Terbiye (edep), fıtratın gelişim sürecidir. Bir elma tohumu toprağa düşer, iyi bir bahçıvanın bakımı sonucu, mevsimler içinde de demlenerek, elma ağacı olur ve meyveye durur, çoğalır. Her insan fıtraten temiz olarak dünya bahçesine düşer. Bu temizliğini korur ve dünya denilen sistemle çelişmezse “insan-i kâmil” olur ve ebedi mutluluğa ulaşır. Mevlâna, “ İbadet, evrenle bütünleşmektir.” der. Edep, insanı evrenle bütünleştiren girinti ve çıkıntılara doluşan ayrık otlarını temizleyerek varlığın dışına düşmemektir.
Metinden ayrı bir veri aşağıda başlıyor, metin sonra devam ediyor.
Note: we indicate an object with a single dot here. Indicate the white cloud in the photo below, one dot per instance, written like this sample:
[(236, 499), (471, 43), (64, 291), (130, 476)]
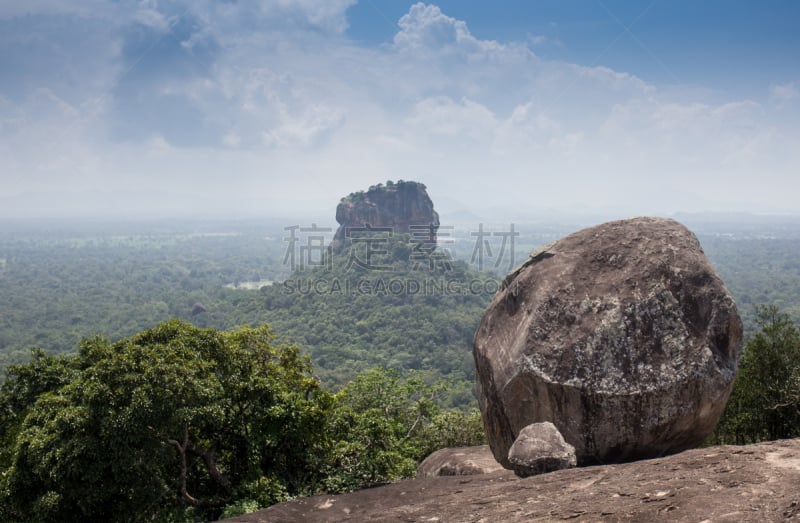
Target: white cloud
[(783, 93), (425, 27), (268, 105)]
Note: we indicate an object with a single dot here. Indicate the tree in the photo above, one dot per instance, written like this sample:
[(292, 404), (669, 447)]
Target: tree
[(375, 428), (171, 422), (765, 402)]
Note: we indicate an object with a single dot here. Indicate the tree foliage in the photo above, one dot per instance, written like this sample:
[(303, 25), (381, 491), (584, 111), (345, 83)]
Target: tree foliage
[(179, 423), (173, 420), (765, 402)]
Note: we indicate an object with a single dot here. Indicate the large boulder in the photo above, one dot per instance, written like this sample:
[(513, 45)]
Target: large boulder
[(540, 448), (459, 461), (622, 335)]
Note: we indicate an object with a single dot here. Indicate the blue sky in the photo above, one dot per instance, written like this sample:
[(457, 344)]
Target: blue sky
[(162, 108)]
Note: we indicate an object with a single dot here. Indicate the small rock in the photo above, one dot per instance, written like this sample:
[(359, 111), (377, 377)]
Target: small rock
[(460, 461), (540, 448)]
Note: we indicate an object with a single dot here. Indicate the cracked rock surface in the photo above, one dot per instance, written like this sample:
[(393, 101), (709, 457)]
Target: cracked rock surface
[(622, 335)]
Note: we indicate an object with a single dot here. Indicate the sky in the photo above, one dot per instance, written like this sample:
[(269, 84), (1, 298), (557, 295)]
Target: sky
[(238, 108)]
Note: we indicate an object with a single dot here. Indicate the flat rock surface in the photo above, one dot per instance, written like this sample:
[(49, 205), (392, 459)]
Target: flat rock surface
[(716, 484)]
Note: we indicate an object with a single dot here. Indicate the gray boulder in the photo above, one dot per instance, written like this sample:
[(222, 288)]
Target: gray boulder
[(540, 448), (622, 335), (460, 461)]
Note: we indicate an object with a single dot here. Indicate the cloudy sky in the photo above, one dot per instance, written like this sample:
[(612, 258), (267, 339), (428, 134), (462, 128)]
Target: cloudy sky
[(245, 107)]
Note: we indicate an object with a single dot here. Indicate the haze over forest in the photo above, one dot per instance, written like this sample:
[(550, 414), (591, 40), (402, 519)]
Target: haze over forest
[(163, 109)]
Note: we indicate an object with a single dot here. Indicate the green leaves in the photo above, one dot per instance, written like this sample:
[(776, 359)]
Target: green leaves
[(180, 423), (765, 403), (171, 417)]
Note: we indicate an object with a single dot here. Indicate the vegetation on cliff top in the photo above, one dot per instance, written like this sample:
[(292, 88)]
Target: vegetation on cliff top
[(179, 423)]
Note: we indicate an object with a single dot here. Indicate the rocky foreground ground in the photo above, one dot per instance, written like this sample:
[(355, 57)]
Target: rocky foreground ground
[(717, 484)]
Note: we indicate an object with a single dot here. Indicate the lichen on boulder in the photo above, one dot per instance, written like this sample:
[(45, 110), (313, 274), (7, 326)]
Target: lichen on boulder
[(622, 335)]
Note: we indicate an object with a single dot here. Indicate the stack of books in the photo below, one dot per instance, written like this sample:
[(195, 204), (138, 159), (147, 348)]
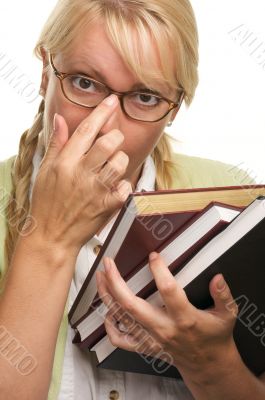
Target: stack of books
[(199, 233)]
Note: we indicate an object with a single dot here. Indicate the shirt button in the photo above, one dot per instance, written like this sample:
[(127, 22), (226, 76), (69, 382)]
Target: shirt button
[(97, 249), (114, 395)]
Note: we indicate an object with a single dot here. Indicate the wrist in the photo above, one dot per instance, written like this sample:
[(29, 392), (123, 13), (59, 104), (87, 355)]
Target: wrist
[(56, 256)]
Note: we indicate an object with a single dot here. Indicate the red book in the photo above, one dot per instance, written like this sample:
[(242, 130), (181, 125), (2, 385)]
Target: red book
[(144, 224), (176, 251)]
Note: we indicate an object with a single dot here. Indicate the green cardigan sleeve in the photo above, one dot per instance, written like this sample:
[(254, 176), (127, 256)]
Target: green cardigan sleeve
[(188, 172), (192, 172)]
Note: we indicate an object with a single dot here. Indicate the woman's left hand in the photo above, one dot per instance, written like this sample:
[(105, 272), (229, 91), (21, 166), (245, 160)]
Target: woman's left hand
[(178, 333)]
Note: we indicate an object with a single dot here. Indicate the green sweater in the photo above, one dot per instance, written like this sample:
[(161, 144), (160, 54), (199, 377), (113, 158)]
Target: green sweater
[(189, 172)]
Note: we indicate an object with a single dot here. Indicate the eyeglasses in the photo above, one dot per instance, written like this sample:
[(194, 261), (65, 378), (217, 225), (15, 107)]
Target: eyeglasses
[(139, 105)]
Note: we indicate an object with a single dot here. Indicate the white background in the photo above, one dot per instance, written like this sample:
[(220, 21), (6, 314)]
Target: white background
[(226, 120)]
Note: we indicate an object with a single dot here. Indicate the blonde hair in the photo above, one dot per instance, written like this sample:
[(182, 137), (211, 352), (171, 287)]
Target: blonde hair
[(130, 25)]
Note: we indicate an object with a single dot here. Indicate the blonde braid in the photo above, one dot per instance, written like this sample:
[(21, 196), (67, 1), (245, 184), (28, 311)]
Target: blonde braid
[(162, 156), (18, 204)]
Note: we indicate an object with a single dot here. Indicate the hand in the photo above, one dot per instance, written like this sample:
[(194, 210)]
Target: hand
[(79, 184), (193, 340)]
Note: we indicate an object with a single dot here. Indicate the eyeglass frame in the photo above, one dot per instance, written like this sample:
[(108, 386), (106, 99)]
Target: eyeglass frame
[(62, 75)]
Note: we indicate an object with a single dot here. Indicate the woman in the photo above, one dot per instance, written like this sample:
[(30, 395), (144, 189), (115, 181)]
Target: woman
[(114, 75)]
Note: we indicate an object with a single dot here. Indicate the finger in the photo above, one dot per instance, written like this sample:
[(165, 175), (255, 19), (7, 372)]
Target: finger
[(174, 297), (103, 148), (58, 138), (113, 170), (142, 343), (85, 134), (117, 338), (222, 296), (117, 196), (146, 314)]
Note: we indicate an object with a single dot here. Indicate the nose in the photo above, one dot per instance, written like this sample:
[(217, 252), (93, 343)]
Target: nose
[(114, 122)]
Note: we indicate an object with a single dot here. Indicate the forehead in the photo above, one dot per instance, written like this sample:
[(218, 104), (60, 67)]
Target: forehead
[(94, 49)]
Bunun adı uyumdur, ahenktir; bunun adı güzelliktir ve bunun adı İNSAN olmaktır.
Cennet, sonsuzluğa insan olarak gidebilenlere sonsuz bir armağan, sonsuz bir kabul yeridir. Kendilerini bozmadan koruyabilenlerin ödüllendirildiği yerdir. Yabancılaşmayanların, dostların mekânıdır. Bütün bunlar için DİN denilen bir sistemin içinde yer almak zorunluluğu vardır ve bunun adı mutluluktur. Çünkü insan bu sistem içinde kendini tanıyor ve mutluluk, kendini tanımanın insanda uyandırdığı cennet kokulu duygunun adıdır ve bunun başında da edep gelir.
Cehennem ise, edepten uzak yaşayanların, yani kendi yaratılışlarını bozanların, yaradılış kodlarını unutan veya tahrif edenlerin, insanlıklarını yozlaştıranların doluşacakları karanlık yerin ve unutulmuşluğun adıdır. Yakıtı olmayan motor çalışmaz; ruhun yakıtı olan ibadetler(edep- adap) olmadan insan nasıl çalışsın ve menziline ulaşsın?
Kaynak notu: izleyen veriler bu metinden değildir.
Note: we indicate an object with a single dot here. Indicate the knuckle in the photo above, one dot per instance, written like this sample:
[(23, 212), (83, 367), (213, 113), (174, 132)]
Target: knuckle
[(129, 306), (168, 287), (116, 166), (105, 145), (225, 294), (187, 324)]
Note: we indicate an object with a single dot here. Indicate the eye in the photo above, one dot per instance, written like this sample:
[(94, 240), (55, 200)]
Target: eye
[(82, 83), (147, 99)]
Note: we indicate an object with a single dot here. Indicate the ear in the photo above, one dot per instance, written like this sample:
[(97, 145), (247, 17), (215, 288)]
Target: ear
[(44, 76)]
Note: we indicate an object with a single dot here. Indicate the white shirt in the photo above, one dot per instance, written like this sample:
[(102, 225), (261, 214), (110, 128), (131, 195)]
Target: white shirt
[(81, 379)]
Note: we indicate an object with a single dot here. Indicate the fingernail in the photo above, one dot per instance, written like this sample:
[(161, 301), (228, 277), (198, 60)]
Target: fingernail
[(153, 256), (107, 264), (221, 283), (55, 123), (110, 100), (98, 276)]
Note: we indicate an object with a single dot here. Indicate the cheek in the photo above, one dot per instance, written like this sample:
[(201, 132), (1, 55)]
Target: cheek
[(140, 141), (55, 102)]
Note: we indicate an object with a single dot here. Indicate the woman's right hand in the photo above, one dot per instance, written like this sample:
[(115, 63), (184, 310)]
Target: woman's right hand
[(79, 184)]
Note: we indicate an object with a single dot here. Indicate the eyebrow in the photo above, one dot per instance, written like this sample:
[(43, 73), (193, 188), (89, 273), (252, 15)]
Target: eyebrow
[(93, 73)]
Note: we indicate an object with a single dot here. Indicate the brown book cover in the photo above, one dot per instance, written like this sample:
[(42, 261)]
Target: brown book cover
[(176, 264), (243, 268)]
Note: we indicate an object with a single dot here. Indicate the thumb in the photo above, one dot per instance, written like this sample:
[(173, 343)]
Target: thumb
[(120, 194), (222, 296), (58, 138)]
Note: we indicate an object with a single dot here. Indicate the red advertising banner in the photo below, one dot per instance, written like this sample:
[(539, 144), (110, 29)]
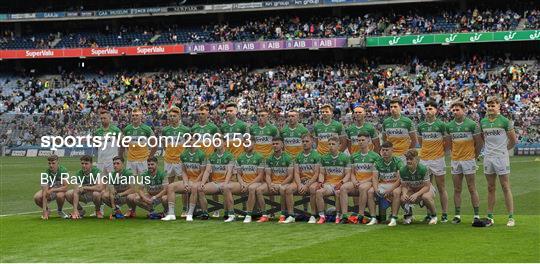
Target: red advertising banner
[(91, 52)]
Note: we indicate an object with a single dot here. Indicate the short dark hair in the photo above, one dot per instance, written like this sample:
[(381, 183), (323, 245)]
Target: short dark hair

Medeniyetimizin edep çizgilerinden bazı somut örnek başlıklarını hatırlayalım:
“Hayâ, sırrı korumak, ahde vefa, güzelliği muhafaza, tatlı söz ve güler yüz, teenni (orta yol) ile hareket etme, vakar ve sekinet, misafire ikram, hayır olanı müjdelemek, hakkı tavsiye etmek, istişare, her işe Besmele ile ve sağdan başlamak…”
Bunların her biri, başlı başına kitaplık çaptadır ve medeniyetimizin önemli kodlarıdır. Ve bu kodların mecmuuna (bütününe) edep diyoruz.
Mevlâna, “ Cins cinsini çeker.” der. Edepliler, kendilerine göre dünyada bir “edep devleti” kurmazlarsa, edepsizlerin istilasına uğrarlar ve ekonomileri, siyasetleri, kültürleri; yani insanlıkları, yani medeniyetleri bozulur, bozguna uğrarlar ve silinip giderler. Tavus kuşunu eşek ahırına tıkarsanız, orada kanatları yolunur; her göz güzelliği kaldıramaz.
Atalarımız, devlet dairelerinde ve görünür yerlerde “Edep Ya Hû” levhasını asarlarmış, ne hoş; insan unutkan bir varlıktır; ona sık sık bazı güzellikleri hatırlatmak gerekir.
Edebin aslı, “Sana yapılmasını istemediğin şeyi, senin de başkalarına yapmaman.”dır.
Edep, varlığın yaradılış kodunu bozmadan yaşamanın adıdır. Edep Ya Hû!